Books: Measure of the Man
GAUGUIN IN THE SOUTH SEAS by Bengt Danielsson. 336 pages. Doubleday. $7.95.
Posterity appreciates Paul Gauguin more than his contemporaries did. While he lived, the museums of his native France coldly refused him wall space. Until his death in 1903, his canvases found mostly a rude or indifferent market; later the bidding began to spiral out of sight: a single Gauguin was knocked down for $364,000 at Sotheby's in 1959. Posterity, in short, has caught up with Gauguin's notion of his own indisputable greatness. The matter of the Gauguin legend, however, is disputable, and this book ably succeeds in separating the facts from the romance.
Indecent Exposure. Bengt Danielsson is no art critic but an anthropologist who accompanied Thor Heyerdahl's 1947 Kon-Tiki expedition to Polynesia, succumbed to the charm of the South Seas and moved his family to Tahiti in 1956. There he bumped into the legend of Gauguin, who spent his last years in Tahiti and in the nearby Marquesas and whose grave on Hiva Oa Island surveys the Pacific. Danielsson soon discovered what was for him an astonishing fact: none of Gauguin's many biographers had ever bothered to measure the legend in the place where so much of it was made.
The figure of Gauguin that takes shape here is that of a man whose posthumous reputation stands in heavy debt to his dramatic self-exile to the South Seas. By the time Gauguin arrived in 1891, his style had already been formed, his competence proved; nothing he did thereafter materially changed or improved either. Seeking in a Rousseauean state of nature the simple truths he wanted to paint, Gauguin found instead a culture already changed by a century of Western influences. Papeete, the capital, was any ugly French town. Gauguin's models dressed more decorously than he: when he bathed in the raw, a gendarme fined him for indecent exposure.
Gauguin did not always rely on available models. The studio of Charles Spitz, then Tahiti's only professional photographer, supplied him with inspiration for his art. His Pape Moe (The Mysterious Water), which shows a Tahitian boy drinking from a mountain spring, was painted from a Spitz photo.
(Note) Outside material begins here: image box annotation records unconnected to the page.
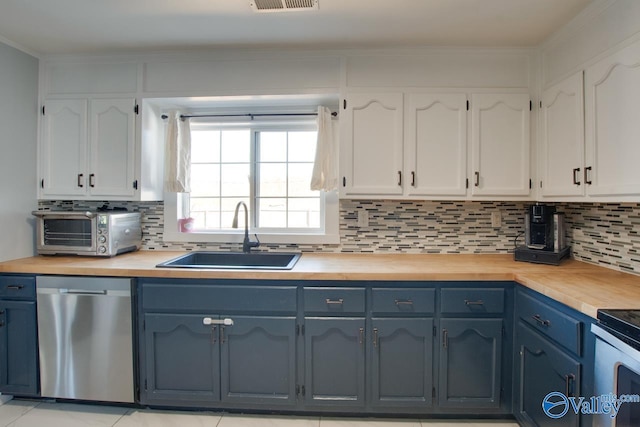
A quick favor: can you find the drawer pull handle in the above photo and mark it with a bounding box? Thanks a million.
[211,325,218,344]
[202,317,233,326]
[531,314,551,326]
[564,374,576,397]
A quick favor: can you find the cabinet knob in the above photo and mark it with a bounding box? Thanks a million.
[573,168,580,185]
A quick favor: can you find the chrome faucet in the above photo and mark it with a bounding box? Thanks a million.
[231,202,260,254]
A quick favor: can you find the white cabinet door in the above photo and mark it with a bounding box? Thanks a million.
[89,99,135,197]
[540,72,585,196]
[585,42,640,196]
[405,94,467,196]
[340,93,405,196]
[40,99,87,199]
[471,94,530,196]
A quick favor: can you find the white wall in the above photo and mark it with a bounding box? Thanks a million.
[540,0,640,89]
[0,43,38,261]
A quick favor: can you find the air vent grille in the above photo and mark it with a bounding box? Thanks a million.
[249,0,318,12]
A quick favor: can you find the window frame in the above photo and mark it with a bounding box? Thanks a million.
[163,118,340,244]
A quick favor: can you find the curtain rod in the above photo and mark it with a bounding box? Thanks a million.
[160,111,338,120]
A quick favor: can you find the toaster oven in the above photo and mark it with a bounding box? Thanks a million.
[33,211,142,257]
In la Orana Maria, one of his best-known canvases, the Tahitian figures strike poses deriving entirely from a photograph of a Javanese-temple frieze that Gauguin had brought from Paris.
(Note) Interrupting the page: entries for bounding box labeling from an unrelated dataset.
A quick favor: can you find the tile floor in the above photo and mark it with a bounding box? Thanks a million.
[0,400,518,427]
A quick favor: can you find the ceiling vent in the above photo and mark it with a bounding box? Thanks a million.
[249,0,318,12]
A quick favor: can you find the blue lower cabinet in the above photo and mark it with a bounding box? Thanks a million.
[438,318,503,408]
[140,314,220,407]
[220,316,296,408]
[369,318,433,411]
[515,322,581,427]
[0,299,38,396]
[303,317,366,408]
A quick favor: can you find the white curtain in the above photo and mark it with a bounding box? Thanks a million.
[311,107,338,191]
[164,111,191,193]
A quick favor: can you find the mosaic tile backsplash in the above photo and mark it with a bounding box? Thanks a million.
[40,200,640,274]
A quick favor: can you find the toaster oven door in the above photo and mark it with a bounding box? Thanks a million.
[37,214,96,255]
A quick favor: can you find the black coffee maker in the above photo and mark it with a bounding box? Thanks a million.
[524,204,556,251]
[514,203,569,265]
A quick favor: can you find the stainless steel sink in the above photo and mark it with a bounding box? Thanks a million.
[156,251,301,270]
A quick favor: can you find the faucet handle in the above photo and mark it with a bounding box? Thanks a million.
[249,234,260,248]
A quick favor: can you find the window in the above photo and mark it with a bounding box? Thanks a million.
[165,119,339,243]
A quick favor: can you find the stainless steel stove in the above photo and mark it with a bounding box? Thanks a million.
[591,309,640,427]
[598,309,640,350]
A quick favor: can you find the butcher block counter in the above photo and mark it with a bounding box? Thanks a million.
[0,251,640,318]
Instead of absorbing his elected milieu, Gauguin largely rebuffed it. In an area where food could be plucked from trees and the sea, he exhausted funds on potatoes, canned asparagus and claret imported from France. Nearly all of the native-language titles affixed to his paintings betray his ignorance of the tongue. He learned little of the native myths, committing to canvas misconstructions so gross that Tahitians would have laughed if they had understood them. To the end of his days, he painted human figures on the guideline checkerboards, like graph paper, that steady the novice's uncertain hand.
Uncoached, Undazzled. Gauguin in the South Seas should surprise readers who have been accustomed to the legend of the man inspired by Maugham's The Moon and Sixpence and propagated by art dealers. Moreover, Biographer Danielsson stands in no perceptible awe of his subject's artistic stature.